Let $X$, $Y$, and $Z$ be the three variables, and let
$$P_{ijk} = P(X = i, Y = j, Z = k).$$
In this case, the picture from above becomes the following:
The dimensions have been bumped by one: The red vertex has become several coloured edges, and the edge covered by a blue rectangle have become an entire face. Here, the blue plane indicates that by knowing the marginal, you know the sum of the probabilities within; for the one in the picture,
$$P(X = 0) = P_{000} + P_{010} + P_{001} + P_{011},$$
and similarly for all other faces in the cube. The coloured edges indicate that by knowing the correlations, you know the sum of the two probabilities connected by the edge.
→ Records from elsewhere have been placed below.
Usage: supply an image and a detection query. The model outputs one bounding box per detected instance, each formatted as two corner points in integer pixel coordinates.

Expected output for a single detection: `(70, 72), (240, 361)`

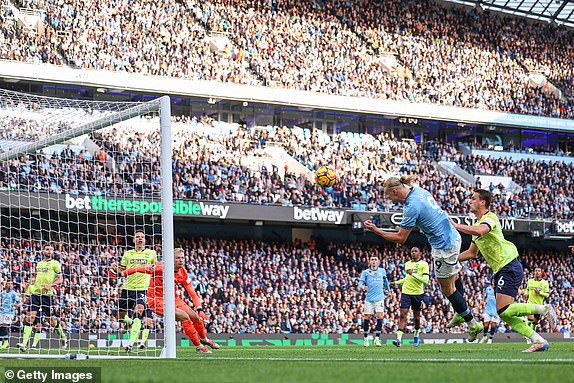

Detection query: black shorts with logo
(118, 289), (152, 318)
(400, 293), (424, 311)
(494, 259), (524, 298)
(28, 294), (54, 317)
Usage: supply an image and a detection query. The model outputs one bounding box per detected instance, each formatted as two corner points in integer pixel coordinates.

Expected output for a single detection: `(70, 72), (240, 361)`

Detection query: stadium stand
(0, 0), (574, 118)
For example, by knowing $\mathrm{corr}(X, Y)$, you know $E[XY]$ (exactly as above), and
$$E[XY] = P(X = 1, Y = 1) = P_{110} + P_{111}.$$
So, this puts some limitations on possible joint distributions, but now we've reduced the exercise to the combinatorial exercise of putting numbers on the vertices of a cube. Without further ado, let us provide two joint distributions whose marginals and correlations are the same:
Here, divide all numbers by $100$ to obtain a probability distribution. To see that these work and have the same marginals/correlations, simply note that the sum of probabilities on each face is $1/2$ (meaning that the variables are $\mathrm{Ber}(1/2)$), and that the sums for the vertices on the coloured edges agree in both cases (in this particular case, all correlations are in fact the same, but that's doesn't have to be the case in general).
Finally, the probabilities of getting at least one head, $1 - P_{000}$ and $1 - P_{000}'$, are different in the two cases, which is what we wanted to prove.
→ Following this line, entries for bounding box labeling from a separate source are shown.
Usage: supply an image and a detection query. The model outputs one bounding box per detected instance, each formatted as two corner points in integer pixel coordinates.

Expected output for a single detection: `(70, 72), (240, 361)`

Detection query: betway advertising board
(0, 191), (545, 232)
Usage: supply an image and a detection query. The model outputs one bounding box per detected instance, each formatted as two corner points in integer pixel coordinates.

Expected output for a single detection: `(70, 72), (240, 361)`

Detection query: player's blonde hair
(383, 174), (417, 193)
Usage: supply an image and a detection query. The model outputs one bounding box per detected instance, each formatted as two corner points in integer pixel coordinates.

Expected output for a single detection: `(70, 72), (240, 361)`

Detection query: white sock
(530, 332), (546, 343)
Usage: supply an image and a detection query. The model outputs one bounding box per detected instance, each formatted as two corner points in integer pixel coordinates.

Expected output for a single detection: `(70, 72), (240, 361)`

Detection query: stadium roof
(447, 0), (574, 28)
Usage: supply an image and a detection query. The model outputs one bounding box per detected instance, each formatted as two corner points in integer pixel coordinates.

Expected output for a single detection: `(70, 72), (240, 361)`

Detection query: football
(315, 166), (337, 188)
For me, coming up with these examples came down to putting numbers on the cube to produce one example, and then simply modifying $P_{111}$ and letting the changes propagate.
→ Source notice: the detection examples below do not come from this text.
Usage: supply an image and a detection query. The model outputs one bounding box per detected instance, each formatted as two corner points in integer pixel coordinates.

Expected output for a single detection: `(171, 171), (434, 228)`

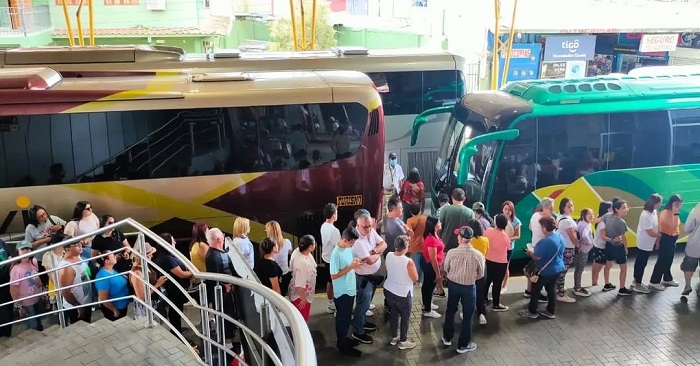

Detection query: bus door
(598, 132), (634, 169)
(454, 129), (520, 206)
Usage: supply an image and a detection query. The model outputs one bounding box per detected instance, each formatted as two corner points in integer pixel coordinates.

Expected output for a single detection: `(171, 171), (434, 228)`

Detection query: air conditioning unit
(146, 0), (165, 10)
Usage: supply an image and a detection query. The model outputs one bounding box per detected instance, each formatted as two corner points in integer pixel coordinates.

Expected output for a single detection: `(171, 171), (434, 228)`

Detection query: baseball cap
(454, 226), (474, 239)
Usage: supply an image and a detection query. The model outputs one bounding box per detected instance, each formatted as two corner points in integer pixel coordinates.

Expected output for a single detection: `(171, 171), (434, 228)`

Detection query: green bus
(412, 73), (700, 259)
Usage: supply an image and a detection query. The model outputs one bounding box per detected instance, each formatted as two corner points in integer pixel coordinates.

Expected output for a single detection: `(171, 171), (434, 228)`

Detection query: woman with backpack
(574, 208), (594, 297)
(557, 198), (579, 303)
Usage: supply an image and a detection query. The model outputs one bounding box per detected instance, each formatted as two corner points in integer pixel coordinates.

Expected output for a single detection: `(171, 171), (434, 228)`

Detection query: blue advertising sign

Edit: This is the point where I realized that you were actually working with fixed marginals, and that you know that each variable was $\mathrm{Ber}(1/10)$, but if the picture above makes sense, it is possible to tweak it until you have the desired marginals.
Finally, when we have more than three coins it should not be surprising that we can cook up examples that fail, as we now have an even bigger discrepancy between the number of parameters required to describe the joint distribution and those provided to us by marginals and correlations.
Concretely, for any number of coins greater than three, you could simply consider the examples whose first three coins behave as in the two examples above and for which the outcomes of the final two coins are independent from all other coins.
Best Answer
This won't always work, but it may be worth a try. First compute thresholds $t_1,…,t_N$, where $\newcommand{\erfcinv}[1]{\operatorname{erfcinv}\left(#1\right)} t_i = \sqrt{2} \erfcinv{2p_i}$, so that $\Pr(Z > t_i) = p_i$, where $Z$ is a standard normal random variable.
Then for each pair of variables $(i,j), 1 \leq i < j \leq N$, solve for the tetrachoric correlation $r_{ij}$, where $\int_0^{r_{ij}} f(t_i,t_j,\rho) \mathrm{d}\rho =$ the known covariance of variables $i$ and $j$, and $f(x,y,\rho)$ is the bivariate standard normal pdf with correlation $\rho$.
(Note: the integral, which must be evaluated numerically, is more tractable with the change of variable $\rho = \sin \theta$.)
If the matrix $R$ of tetrachoric correlations is positive definite then you're in business. Let $F$ be any matrix that gives $FF' = R$. Then for each desired binary vector $x$, generate a vector $z$ of $N$ independent standard normals, let $y = Fz$, and for $i = 1,…,N$ let $x_i = 1 if y_i > t_i$, and $x_i = 0$ otherwise.